Conditional functional dependencies for capturing data inconsistencies

We propose a class of integrity constraints for relational databases, referred to as conditional functional dependencies (CFDs), and study their applications in data cleaning. In contrast to traditional functional dependencies (FDs) that were developed mainly for schema design, CFDs aim at capturing the consistency of data by enforcing bindings of semantically related values. For static analysis of CFDs we investigate the consistency problem, which is to determine whether or not there exists a nonempty database satisfying a given set of CFDs, and the implication problem, which is to decide whether or not a set of CFDs entails another CFD. We show that while any set of transitional FDs is trivially consistent, the consistency problem is NP-complete for CFDs, but it is in PTIME when either the database schema is predefined or no attributes involved in the CFDs have a finite domain. For the implication analysis of CFDs, we provide an inference system analogous to Armstrong's axioms for FDs, and show that the implication problem is coNP-complete for CFDs in contrast to the linear-time complexity for their traditional counterpart.

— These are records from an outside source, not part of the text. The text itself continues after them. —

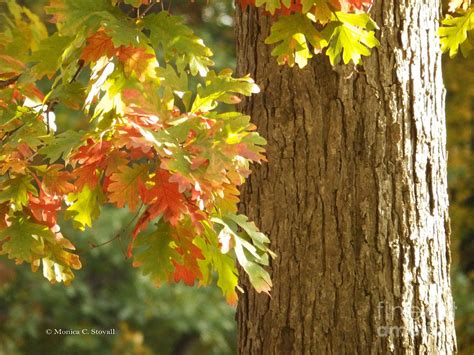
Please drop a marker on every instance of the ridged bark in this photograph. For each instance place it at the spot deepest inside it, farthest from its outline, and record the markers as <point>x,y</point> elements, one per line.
<point>354,195</point>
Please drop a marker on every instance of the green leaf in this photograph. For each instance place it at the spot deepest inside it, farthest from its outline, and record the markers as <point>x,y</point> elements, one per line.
<point>222,88</point>
<point>48,55</point>
<point>215,260</point>
<point>22,240</point>
<point>85,207</point>
<point>293,34</point>
<point>155,252</point>
<point>350,36</point>
<point>177,41</point>
<point>16,192</point>
<point>248,256</point>
<point>454,33</point>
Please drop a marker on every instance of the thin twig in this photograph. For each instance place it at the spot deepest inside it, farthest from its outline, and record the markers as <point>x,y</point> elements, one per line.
<point>5,83</point>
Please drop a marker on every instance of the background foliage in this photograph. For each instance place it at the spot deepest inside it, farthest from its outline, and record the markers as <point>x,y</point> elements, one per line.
<point>108,293</point>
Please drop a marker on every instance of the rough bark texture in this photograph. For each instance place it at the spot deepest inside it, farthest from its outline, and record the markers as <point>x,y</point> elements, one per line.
<point>354,196</point>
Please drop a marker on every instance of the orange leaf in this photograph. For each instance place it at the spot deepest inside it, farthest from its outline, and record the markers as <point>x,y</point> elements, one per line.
<point>125,185</point>
<point>98,45</point>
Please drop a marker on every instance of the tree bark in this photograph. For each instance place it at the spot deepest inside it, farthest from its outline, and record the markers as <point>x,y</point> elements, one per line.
<point>354,195</point>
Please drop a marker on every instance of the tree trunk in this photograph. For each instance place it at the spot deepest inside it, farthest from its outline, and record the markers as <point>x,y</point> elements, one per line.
<point>354,196</point>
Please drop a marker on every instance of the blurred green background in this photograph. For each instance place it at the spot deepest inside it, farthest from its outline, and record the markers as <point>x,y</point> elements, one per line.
<point>108,293</point>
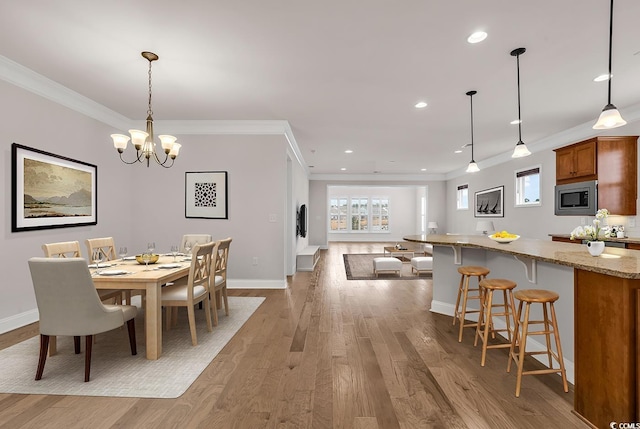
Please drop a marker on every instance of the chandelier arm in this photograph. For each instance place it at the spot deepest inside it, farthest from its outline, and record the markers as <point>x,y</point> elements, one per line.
<point>138,158</point>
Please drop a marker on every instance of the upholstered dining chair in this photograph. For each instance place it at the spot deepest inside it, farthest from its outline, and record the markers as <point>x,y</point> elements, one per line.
<point>219,284</point>
<point>71,249</point>
<point>69,305</point>
<point>194,239</point>
<point>196,290</point>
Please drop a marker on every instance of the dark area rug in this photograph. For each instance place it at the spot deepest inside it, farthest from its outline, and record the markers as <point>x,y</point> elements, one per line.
<point>360,267</point>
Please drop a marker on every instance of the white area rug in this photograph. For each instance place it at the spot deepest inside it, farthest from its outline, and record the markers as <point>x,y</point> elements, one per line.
<point>114,371</point>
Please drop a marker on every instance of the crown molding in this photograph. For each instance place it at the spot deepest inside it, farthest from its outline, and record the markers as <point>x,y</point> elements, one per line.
<point>27,79</point>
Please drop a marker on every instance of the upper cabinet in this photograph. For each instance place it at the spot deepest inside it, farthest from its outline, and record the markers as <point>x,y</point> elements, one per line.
<point>612,161</point>
<point>577,162</point>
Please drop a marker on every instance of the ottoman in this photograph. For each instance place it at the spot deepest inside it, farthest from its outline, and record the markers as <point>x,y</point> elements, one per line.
<point>421,263</point>
<point>386,264</point>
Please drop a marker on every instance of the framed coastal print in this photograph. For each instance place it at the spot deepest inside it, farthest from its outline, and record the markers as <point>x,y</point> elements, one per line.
<point>489,203</point>
<point>51,191</point>
<point>206,195</point>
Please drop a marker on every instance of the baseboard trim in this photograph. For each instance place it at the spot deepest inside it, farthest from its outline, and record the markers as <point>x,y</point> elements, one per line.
<point>256,284</point>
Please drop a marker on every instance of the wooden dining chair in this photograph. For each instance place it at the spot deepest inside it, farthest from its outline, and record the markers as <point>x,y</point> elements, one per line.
<point>106,246</point>
<point>196,290</point>
<point>68,304</point>
<point>194,239</point>
<point>219,283</point>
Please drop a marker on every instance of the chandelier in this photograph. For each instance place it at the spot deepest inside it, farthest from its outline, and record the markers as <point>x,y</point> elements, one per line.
<point>143,141</point>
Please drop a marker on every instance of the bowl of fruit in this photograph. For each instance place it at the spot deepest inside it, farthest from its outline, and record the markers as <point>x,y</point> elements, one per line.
<point>504,237</point>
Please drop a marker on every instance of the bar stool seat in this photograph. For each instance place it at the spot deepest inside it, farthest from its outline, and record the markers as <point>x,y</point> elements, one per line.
<point>485,322</point>
<point>546,298</point>
<point>461,312</point>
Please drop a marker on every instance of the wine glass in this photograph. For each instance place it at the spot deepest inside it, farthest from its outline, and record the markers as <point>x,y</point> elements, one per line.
<point>146,258</point>
<point>96,257</point>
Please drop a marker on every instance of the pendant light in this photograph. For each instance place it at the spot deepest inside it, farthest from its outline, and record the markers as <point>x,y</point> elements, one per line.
<point>610,117</point>
<point>521,149</point>
<point>473,167</point>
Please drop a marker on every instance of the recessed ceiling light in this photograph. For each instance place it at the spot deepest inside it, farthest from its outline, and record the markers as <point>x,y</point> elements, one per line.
<point>477,37</point>
<point>602,77</point>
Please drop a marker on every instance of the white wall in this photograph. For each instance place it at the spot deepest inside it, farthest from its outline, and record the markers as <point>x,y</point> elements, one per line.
<point>402,209</point>
<point>137,204</point>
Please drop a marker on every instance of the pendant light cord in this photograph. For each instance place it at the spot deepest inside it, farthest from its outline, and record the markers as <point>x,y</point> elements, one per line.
<point>472,157</point>
<point>519,115</point>
<point>610,47</point>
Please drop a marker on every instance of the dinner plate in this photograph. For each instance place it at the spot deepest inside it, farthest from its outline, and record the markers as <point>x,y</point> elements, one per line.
<point>101,265</point>
<point>113,272</point>
<point>169,266</point>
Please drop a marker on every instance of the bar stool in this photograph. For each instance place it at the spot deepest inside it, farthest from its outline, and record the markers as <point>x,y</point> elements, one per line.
<point>485,321</point>
<point>546,298</point>
<point>467,272</point>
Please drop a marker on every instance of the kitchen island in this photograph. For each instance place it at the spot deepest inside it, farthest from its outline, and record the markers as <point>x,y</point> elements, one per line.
<point>598,310</point>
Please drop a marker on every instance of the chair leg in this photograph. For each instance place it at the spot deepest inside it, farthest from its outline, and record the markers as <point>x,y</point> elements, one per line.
<point>226,301</point>
<point>214,307</point>
<point>207,312</point>
<point>131,326</point>
<point>44,347</point>
<point>192,324</point>
<point>87,356</point>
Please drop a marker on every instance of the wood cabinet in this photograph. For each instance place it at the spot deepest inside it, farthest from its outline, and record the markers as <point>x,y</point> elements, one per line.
<point>612,161</point>
<point>576,163</point>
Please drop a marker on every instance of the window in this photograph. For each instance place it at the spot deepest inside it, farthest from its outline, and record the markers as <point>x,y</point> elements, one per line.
<point>338,214</point>
<point>359,214</point>
<point>379,214</point>
<point>462,197</point>
<point>528,187</point>
<point>364,214</point>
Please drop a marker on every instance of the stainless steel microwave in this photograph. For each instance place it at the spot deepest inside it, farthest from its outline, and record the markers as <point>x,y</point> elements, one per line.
<point>577,199</point>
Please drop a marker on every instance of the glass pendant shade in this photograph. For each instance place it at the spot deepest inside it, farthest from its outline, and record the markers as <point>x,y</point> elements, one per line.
<point>520,150</point>
<point>609,118</point>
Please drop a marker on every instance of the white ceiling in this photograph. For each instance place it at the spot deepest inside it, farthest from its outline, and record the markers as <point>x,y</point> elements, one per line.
<point>345,74</point>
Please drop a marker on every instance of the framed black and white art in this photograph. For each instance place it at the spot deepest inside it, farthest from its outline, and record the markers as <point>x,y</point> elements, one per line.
<point>490,202</point>
<point>206,195</point>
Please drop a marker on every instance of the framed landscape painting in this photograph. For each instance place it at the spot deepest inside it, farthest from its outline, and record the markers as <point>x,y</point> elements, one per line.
<point>490,202</point>
<point>206,195</point>
<point>51,191</point>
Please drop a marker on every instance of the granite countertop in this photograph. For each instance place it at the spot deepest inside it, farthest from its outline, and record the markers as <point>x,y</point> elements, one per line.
<point>618,240</point>
<point>615,262</point>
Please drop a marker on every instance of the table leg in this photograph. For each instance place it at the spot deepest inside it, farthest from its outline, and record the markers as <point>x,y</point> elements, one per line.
<point>153,321</point>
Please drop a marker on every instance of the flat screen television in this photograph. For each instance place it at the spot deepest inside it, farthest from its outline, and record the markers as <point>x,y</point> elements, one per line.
<point>302,221</point>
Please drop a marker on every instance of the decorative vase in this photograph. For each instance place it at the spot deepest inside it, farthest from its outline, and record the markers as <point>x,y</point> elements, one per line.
<point>595,247</point>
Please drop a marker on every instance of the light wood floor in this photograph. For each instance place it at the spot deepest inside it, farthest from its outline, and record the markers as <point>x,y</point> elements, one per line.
<point>328,353</point>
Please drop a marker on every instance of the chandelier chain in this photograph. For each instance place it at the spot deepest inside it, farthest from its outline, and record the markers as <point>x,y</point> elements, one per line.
<point>149,111</point>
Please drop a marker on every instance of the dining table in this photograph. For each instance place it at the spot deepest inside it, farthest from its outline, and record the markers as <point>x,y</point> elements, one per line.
<point>128,274</point>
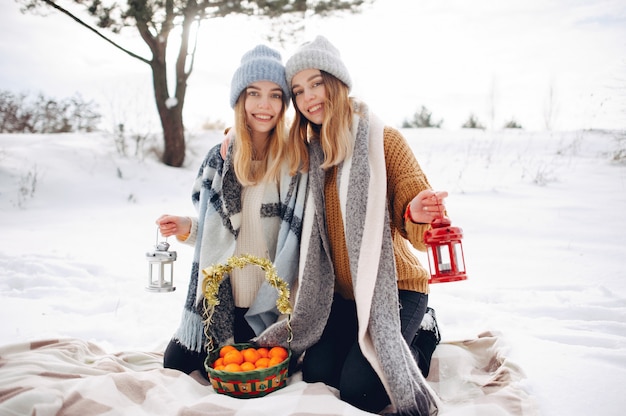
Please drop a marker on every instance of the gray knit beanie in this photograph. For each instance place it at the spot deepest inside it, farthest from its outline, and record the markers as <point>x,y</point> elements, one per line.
<point>260,64</point>
<point>318,54</point>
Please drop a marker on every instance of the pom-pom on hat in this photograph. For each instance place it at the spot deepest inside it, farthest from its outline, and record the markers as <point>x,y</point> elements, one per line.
<point>259,64</point>
<point>318,54</point>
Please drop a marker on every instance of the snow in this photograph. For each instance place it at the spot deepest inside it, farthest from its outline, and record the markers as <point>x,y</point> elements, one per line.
<point>543,215</point>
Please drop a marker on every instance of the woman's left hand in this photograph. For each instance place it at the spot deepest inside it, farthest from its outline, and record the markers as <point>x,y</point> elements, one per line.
<point>427,206</point>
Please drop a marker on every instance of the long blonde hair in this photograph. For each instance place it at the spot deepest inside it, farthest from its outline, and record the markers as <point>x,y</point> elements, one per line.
<point>271,159</point>
<point>334,133</point>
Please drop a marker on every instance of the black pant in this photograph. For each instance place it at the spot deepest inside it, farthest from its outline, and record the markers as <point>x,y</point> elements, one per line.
<point>178,357</point>
<point>336,359</point>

We also present an algorithm for computing a minimal cover of a set of CFDs. Since CFDs allow data bindings, in some cases CFDs may be physically large, complicating the detection of constraint violations. We develop techniques for detecting CFD violations in SQL as well as novel techniques for checking multiple constraints by a single query. We also provide incremental methods for checking CFDs in response to changes to the database. We experimentally verify the effectiveness of our CFD-based methods for inconsistency detection. This work not only yields a constraint theory for CFDs but is also a step toward a practical constraint-based method for improving data quality.